Saat 19. Dükkândan ayrılıyoruz. Merkez binasına doğru yola koyuluyoruz. Birkaç saat yol alıyoruz. Yol boyu gişelere zaman kolyemizden ödeme yapıyoruz. Yanımıza para aldık. Zaman her ne kadar parayla satılsa da satın alabileceğin yerler ve kişiler bulmak her zaman kolay değil.

Saat 20.30. Merkeze varıyoruz. Zamanlarımızı kontrol ediyoruz. Bir aksilik olmazsa ve amacımıza ulaşamazsak dönüş için yeterli. Ustamla hazır olduğumuzda baskın düzenliyoruz. Çatışma altındayız.

Önümüze çıkan insanlar -güvenlik güçleri- bizi zorluyor. Kalabalıklar. Yıllarca hazırlansak da iki kişi baş etmeye çalışmak oldukça yorucu. Giriş katı temizliyoruz.

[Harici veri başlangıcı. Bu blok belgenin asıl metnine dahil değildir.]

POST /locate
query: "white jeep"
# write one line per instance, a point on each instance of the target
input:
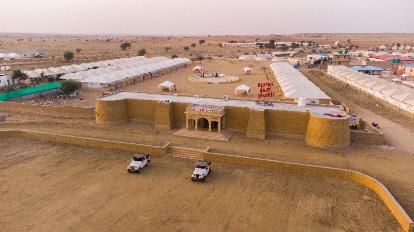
(201, 171)
(139, 161)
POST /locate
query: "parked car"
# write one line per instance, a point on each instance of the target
(201, 171)
(138, 162)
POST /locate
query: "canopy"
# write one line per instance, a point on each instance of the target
(294, 84)
(242, 89)
(167, 85)
(247, 70)
(389, 91)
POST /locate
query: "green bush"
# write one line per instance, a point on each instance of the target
(68, 55)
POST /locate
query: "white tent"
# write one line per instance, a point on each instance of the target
(395, 94)
(167, 86)
(247, 71)
(242, 90)
(294, 84)
(198, 69)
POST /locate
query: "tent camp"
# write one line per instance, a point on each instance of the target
(120, 71)
(167, 86)
(242, 90)
(198, 69)
(398, 95)
(247, 71)
(295, 85)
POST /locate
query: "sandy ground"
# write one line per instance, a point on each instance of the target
(391, 166)
(48, 187)
(232, 67)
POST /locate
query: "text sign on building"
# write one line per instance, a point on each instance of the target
(265, 90)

Merdivenlerden çıkarken bir görü alıyorum. Afallayıp kalıyorum. Gözümden bir damla yaş dökülüyor. Ustam soruyor. “Biri mi ölüyor?” “İki kişi” diye yanıtlıyorum. Kalbimin sızısına rağmen devam etmem gerektiğini biliyorum. Bu güne kolay gelmedik. İkinci katta var gücümüzle vuruşmaya devam ediyoruz. UStamı korumak için çaba harcıyorum. Nereden geldiğini göremediğim bir kurşun ustamın sağ göğüs kafesinin üstüne isabet ediyor. Olacakları önceden bilmek, engelleyemeyeceğini de bilmek beni duvarlardan duvaralara fırlatacak bir hisse dönüşüyor. Ustam son nefesini vermeden kolyesinde kalan zamanları benim kolyeme aktarıyor. “Bu işi bitirmek zorundasın” diyor.

Saklanarak ve çarpışarak en üst kata çıkıyorum. Genel müdürün odası. Görüde olduğu gibi odaya giriyorum. Tabancası ile ateş ederek beni durdurmaya çalışıyor. Hamleleri önceden kestirip mermilerden korunuyorum. Masanın üstünden atlayıp kalem kutusundaki makası aldıktan sonra genel müdürün boynuna saplıyorum. Her şey görüdeki gibi yerli yerine oturuyor. Masanın altında yer alan sürgülü bölmede bir tuş takımı var. Fabrika Ayarı yazan kırmızı tuşa basıyorum. O anda kolyemdeki zaman sayacı düşmeye başlıyor. En sonunda sıfırı buluyor. Hâlâ hayattayım. Ve biliyorum ki tüm ülke hayatta. Bu girişim her şeyin sonu mu bilmiyorum. Ama büyük bir ateşin başlangıcı olacağına inanıyorum.